The analysis of justifications for the study choice shows that slightly more than half of the participants selected neutral sounds background justified their choice with their curiosity about its course, and every tenth with a simple will to carry out an easier task. Some participants (~ 10%) also indicated that they were afraid of stimulation or (~ 5%) made a random choice (~ 10% gave an answer that was difficult to classify, and just over 5% gave no answer). Nearly three-quarters of participants selected auditory brain stimulation due to their cognitive curiosity about brain stimulation. Many participants from this group also underlined that they liked cognitive challenges, and the study with stimulation looked like one. Two participants added that they felt stimulation disturbed them in the task.
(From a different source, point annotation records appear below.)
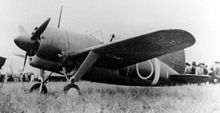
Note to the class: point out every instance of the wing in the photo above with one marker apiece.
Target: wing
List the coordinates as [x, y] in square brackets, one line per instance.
[189, 78]
[137, 49]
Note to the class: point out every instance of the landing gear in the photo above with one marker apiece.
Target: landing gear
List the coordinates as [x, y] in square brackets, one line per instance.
[37, 87]
[72, 90]
[41, 87]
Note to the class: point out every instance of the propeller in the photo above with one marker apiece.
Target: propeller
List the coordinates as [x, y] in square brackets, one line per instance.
[30, 43]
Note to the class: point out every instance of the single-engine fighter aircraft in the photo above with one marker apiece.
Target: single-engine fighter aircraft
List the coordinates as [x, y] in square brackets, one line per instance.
[2, 61]
[143, 60]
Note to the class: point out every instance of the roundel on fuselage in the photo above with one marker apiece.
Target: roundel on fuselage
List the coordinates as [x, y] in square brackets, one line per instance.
[145, 70]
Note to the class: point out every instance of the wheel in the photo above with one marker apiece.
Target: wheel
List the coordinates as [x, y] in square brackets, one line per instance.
[72, 90]
[36, 87]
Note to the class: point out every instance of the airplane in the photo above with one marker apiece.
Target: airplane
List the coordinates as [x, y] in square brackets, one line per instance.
[2, 61]
[146, 60]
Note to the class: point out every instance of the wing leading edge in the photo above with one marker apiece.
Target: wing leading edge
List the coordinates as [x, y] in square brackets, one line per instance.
[137, 49]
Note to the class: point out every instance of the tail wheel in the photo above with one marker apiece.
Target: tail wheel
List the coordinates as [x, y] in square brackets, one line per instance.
[72, 89]
[36, 87]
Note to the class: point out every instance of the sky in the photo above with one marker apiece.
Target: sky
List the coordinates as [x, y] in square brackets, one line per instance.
[126, 18]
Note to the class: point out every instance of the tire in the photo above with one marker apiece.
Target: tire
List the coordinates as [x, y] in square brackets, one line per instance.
[69, 86]
[36, 87]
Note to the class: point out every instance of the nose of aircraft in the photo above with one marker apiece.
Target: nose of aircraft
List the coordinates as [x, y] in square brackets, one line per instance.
[25, 43]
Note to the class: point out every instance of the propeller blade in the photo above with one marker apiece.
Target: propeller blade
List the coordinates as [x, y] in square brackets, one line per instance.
[22, 30]
[25, 59]
[61, 10]
[40, 30]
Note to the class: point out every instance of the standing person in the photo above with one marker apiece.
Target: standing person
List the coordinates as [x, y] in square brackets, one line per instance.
[199, 69]
[217, 69]
[187, 68]
[193, 68]
[205, 70]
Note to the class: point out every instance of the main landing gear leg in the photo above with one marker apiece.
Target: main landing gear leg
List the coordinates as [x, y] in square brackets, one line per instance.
[41, 87]
[71, 88]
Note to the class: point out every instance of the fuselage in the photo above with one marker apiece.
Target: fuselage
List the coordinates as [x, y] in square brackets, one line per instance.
[54, 42]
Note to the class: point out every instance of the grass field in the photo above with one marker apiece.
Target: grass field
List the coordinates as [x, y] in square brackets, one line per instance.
[102, 98]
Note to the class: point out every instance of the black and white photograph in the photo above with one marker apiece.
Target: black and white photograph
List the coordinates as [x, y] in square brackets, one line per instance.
[109, 56]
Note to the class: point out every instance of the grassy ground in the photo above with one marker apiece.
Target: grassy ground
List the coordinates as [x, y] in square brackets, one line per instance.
[102, 98]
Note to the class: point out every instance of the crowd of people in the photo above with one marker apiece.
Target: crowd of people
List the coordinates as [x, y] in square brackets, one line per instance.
[202, 69]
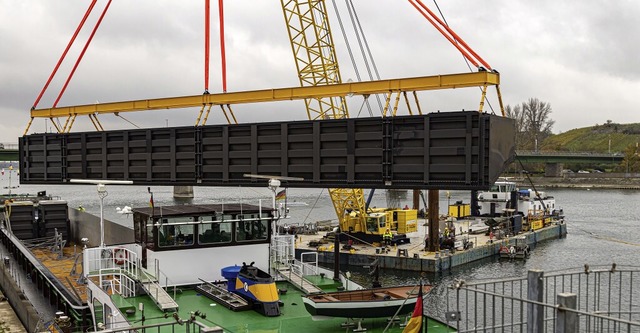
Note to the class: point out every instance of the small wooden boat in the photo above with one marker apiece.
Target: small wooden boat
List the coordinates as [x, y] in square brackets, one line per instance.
[519, 250]
[364, 303]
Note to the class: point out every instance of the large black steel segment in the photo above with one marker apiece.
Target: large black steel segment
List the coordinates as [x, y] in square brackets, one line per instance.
[454, 150]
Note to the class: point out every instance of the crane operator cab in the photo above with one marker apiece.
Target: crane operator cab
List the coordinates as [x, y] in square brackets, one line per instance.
[377, 223]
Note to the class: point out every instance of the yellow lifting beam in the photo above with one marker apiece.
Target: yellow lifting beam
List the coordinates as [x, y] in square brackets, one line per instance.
[437, 82]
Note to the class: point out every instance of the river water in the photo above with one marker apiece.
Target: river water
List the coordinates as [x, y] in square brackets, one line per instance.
[603, 225]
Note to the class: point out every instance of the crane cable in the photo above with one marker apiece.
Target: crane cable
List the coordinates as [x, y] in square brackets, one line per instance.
[350, 51]
[463, 57]
[355, 22]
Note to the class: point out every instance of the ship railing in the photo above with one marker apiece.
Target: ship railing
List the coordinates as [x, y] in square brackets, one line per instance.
[282, 252]
[602, 299]
[117, 281]
[101, 299]
[117, 258]
[157, 276]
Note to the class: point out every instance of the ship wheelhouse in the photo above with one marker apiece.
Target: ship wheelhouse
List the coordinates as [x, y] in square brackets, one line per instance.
[197, 226]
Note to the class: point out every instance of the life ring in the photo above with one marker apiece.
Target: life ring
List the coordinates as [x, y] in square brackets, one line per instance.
[119, 256]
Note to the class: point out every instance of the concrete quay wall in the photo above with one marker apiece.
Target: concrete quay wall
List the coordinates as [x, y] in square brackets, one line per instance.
[442, 261]
[29, 317]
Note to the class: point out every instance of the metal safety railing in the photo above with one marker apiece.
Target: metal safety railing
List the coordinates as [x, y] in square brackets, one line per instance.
[600, 299]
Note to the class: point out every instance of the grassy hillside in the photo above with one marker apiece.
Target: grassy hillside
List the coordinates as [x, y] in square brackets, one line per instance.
[595, 138]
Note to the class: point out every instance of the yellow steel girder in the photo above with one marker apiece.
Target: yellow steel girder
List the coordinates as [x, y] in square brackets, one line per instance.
[437, 82]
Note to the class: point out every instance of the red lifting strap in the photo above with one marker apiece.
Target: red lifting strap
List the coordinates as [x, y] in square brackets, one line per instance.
[450, 35]
[206, 45]
[222, 48]
[75, 66]
[53, 73]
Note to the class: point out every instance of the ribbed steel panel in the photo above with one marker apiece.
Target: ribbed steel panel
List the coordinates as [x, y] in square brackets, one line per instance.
[453, 150]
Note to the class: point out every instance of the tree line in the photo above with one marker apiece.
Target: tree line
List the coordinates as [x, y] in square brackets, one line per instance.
[533, 122]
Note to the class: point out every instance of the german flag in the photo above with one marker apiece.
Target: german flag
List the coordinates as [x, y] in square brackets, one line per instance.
[151, 204]
[415, 323]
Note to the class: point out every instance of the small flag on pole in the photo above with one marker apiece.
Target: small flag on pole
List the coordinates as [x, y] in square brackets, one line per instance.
[415, 323]
[151, 198]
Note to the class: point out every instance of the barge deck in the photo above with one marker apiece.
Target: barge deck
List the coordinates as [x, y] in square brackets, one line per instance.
[412, 257]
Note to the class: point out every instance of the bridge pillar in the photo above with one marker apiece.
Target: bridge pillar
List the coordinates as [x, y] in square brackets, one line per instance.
[183, 191]
[553, 169]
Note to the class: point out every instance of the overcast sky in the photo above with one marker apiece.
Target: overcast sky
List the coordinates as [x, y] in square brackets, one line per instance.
[579, 56]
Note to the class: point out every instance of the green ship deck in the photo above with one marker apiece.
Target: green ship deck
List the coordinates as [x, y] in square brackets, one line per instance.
[294, 317]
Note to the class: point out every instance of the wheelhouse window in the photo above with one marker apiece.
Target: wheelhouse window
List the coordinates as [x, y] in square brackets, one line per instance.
[251, 228]
[176, 232]
[214, 232]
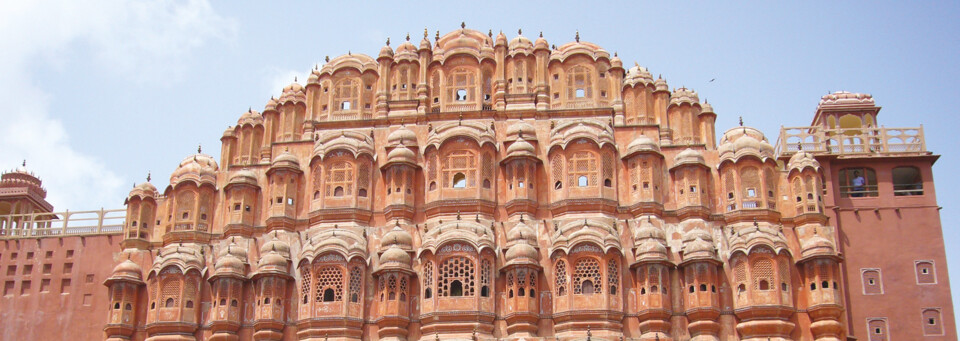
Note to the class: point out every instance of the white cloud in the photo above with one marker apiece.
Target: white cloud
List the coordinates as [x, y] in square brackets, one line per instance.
[149, 37]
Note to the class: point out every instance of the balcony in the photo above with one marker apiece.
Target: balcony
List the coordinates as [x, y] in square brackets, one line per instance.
[62, 224]
[852, 142]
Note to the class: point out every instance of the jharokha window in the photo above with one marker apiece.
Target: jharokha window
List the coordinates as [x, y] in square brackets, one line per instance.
[460, 169]
[907, 181]
[340, 177]
[455, 277]
[583, 169]
[858, 182]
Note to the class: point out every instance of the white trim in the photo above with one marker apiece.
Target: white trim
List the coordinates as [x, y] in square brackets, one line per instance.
[933, 267]
[864, 284]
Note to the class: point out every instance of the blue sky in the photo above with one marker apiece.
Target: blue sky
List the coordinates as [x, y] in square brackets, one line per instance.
[97, 94]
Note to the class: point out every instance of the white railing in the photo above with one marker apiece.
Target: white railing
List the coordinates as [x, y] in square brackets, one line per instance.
[62, 224]
[851, 141]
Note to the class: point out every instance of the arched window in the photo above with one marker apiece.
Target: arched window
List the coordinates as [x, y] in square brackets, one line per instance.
[583, 168]
[456, 277]
[460, 169]
[858, 182]
[907, 181]
[587, 276]
[340, 177]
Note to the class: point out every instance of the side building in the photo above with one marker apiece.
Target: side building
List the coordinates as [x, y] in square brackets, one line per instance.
[474, 187]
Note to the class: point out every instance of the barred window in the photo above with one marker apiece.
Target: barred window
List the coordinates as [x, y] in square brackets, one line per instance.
[428, 279]
[586, 277]
[561, 280]
[305, 283]
[340, 177]
[456, 276]
[583, 169]
[613, 275]
[329, 284]
[355, 281]
[460, 169]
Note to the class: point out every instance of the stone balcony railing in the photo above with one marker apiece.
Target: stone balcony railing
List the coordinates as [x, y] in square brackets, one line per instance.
[853, 142]
[62, 224]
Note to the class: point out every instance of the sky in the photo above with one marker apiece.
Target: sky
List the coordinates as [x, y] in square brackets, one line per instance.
[98, 93]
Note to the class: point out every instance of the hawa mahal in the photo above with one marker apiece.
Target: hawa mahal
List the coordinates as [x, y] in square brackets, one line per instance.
[477, 187]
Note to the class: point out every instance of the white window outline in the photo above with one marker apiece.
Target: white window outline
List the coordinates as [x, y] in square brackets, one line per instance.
[923, 321]
[863, 284]
[933, 266]
[885, 324]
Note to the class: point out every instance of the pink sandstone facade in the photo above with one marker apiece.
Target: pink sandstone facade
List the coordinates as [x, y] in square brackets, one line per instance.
[478, 188]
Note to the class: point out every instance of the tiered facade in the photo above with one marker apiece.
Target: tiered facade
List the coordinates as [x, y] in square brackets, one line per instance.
[473, 187]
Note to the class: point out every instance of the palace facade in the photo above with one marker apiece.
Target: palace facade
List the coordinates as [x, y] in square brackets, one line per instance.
[477, 187]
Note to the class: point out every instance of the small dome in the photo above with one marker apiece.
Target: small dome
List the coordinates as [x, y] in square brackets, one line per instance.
[401, 154]
[522, 251]
[271, 260]
[395, 256]
[128, 270]
[402, 136]
[275, 245]
[229, 264]
[706, 108]
[521, 148]
[688, 156]
[521, 129]
[244, 177]
[661, 84]
[846, 98]
[397, 236]
[642, 144]
[801, 160]
[285, 160]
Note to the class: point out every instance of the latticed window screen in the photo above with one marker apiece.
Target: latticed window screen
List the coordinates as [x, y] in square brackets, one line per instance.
[363, 176]
[579, 78]
[460, 161]
[305, 283]
[583, 164]
[762, 271]
[561, 280]
[557, 167]
[392, 287]
[456, 269]
[608, 168]
[428, 275]
[613, 275]
[432, 165]
[356, 275]
[485, 272]
[587, 269]
[340, 174]
[330, 277]
[462, 79]
[347, 90]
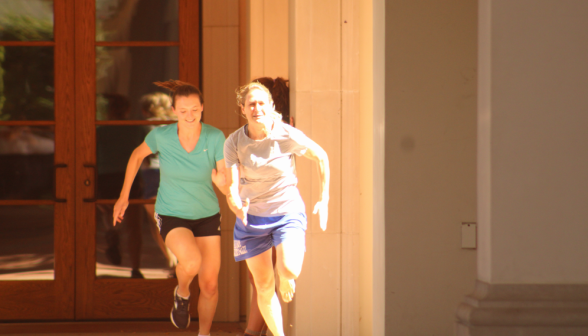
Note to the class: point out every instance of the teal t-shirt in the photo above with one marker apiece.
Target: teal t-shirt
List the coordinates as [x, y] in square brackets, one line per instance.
[185, 186]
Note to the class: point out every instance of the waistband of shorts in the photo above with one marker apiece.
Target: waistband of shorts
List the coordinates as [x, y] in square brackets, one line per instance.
[260, 220]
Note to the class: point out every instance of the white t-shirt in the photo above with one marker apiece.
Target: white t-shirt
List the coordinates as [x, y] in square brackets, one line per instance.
[268, 171]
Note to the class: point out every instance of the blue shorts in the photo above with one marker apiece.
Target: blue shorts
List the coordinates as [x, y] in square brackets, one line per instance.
[261, 233]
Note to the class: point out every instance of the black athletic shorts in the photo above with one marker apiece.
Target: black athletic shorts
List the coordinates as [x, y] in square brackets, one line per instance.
[203, 227]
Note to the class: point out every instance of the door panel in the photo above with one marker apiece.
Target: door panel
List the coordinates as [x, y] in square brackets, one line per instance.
[67, 271]
[40, 107]
[115, 74]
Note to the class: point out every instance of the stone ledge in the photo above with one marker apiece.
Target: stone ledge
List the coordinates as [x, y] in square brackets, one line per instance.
[524, 310]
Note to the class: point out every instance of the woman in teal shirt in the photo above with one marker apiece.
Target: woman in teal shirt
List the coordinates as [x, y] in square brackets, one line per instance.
[186, 209]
Some participants (about 5%) indicated that their choice was random, and less than 5% wrote something that should be indicated as no answer. About one-fifth of participants gave justifications that are difficult to classify (see Supplementary Table 4 for justification examples). These qualitative results indicate that most participants chose the study type consciously, following their own needs or convictions. When the study with brain stimulation was selected, it was most often linked to the will to experience stimulation or curiosity caused by the topic of brain stimulation. Thus, it can be assumed (although the limitations of this qualitative analysis must be taken into account) that most of the Stimulating Sounds experiment participants did not have negative attitudes towards stimulation.
Six hundred individuals were tested in Study 2. The criterion of being taken into account in analyses (the same as in Study 1, i.e., accuracy in the baseline part = minimum 22.22%) was met by 551 individuals. The groups did not differ with respect to all basic characteristics, such as age, gender, place of residence and everyday activity (see Methods for additional details). Exactly like in Study 1, we initially tested the main effect of time. 2 × 5 × 2 ANOVA with the time (baseline, intervention) as within-subjects factors, and the group (None, Classical, Pure, 5 Hz, 15 Hz) and test (Raven’s Progressive Matrices test, Matrix Reasoning Item Bank test) as between-subjects factors revealed a significant main effect of the time and significant time × group interaction. There were no other significant interactions (see the top panel of Supplementary Table 5 for more details). As in Study 1, the effect of the time consisted of a significant deterioration of the score, but here only by nearly 3% (the mean difference = 2.69, SE = 0.57, t = 4.69, df = 541, Tukey's p < 0.00001). However, estimated-marginal-means-based post-hoc comparisons (bottom panel of Supplementary Table 5 ) showed that this deterioration applies only to binaural beats brain stimulation groups. These results contradict our hypothesis that we would not observe a significant change in the score in any acoustic condition.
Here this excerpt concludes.